Being first, or among the first, isn’t the best business plan in fashion. As Lisa Armstrong remarked in her recent article on Tory Burch for the Telegraph:
“…here is the bottom line: in fashion, you’ll always make more money packaging taste than lobbing little grenades of genuinely new design at the world.”
I compare the timing issue to catching a once-daily train. If you arrive at the station two hours early, the train ain’t in the station. You wait around feeling cold and lonely and looking at your watch, only to get on that fucking train at the same time as the people who arrived as it showed up or even a few minutes later.

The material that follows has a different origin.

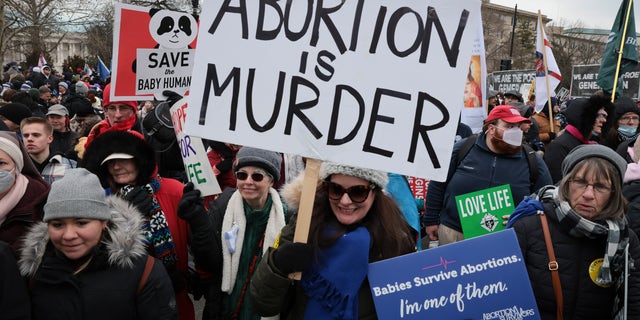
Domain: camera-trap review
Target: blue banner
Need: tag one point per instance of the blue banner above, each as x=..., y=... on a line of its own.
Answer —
x=480, y=278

Even though I know better now, I can’t put the brakes on new ideas and wind up designing jewelry that people find to be strange or disturbing, whether it’s a style that advertises one’s age, is mildly obscene or insanely detailed. (I and my customers have been told, in all seriousness, that my IDGAF and GTFOH necklaces are contributing to the coarsening of our civilization. Makes me feel so rock ‘n’ roll, like a mop-topped Beatle.) I console myself with what Lisa Armstrong went on to say: “But without innovation, taste eventually becomes arid.” And maybe one day I’ll accidentally show up at the train station at the right time, despite myself.
But these thoughts have nothing to do with the real reason Christina’s story jumped out at me. That was the photo of Rachel Weisz in a partially sheer Louis Vuitton dress at the Golden Globes.

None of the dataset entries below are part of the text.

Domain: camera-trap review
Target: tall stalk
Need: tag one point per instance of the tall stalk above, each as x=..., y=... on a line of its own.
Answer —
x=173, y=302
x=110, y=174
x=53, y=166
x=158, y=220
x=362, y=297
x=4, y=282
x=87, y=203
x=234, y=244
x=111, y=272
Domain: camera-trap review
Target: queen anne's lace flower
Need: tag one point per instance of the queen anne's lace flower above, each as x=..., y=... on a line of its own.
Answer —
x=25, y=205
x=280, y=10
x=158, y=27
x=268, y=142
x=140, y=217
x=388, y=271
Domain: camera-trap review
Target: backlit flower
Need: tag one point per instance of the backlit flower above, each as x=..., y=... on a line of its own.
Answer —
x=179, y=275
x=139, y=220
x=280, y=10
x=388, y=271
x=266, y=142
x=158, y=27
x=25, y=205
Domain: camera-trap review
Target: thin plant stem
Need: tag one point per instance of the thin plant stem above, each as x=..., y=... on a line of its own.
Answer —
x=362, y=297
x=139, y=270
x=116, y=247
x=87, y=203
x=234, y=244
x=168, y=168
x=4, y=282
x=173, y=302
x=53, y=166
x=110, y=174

It reminded me of this Versace gown — also sheer on the top and bottom — that I wore in 2003.
The dress was vintage when I got it. Some peeps at Versace thought it was probably from a collection before Gianni Versace’s 1997 murder, so I want to tip my hat to the late, great designer for this one. If only I still had the dress, I’d be right on trend! But it fell victim to a bad tailor and I had to let it go.
At least I’ll be able to shop my closet for graphic pencil skirts. Also on Thursday, the New York Times ran a short item called “Skirts With a Point,” that said:
“The pencil skirt, knee length or longer, a little more hard-edge, is a big statement for spring. You will see it in denim (Miu Miu), in graphic black and white (Louis Vuitton), in guipure lace (Derek Lam) and embellished with fabric flowers (Dries Van Noten).”
I am all over this thanks to some early ’90s skirts by designer Todd Oldham. And what great timing too — designer/blogger/stylist Stacy Lomman has recently been helping me style these rainbow-y pieces. I was so excited to wear this skirt with an old Versace top in November …
… and, earlier this month, Stacy found two new tops to go with this Oldham skirt, so I’ll be taking this one for a spin soon.
So a tip of the hat for Todd Oldham, too, for keeping me stylish in skirts that are at least 15 years old. My advice to y’all now: don’t buy any of the new sheer clothes or pencil skirts solely because they’re “in.” Only buy them if you adore them … and then keep them forever, because they’ll be back!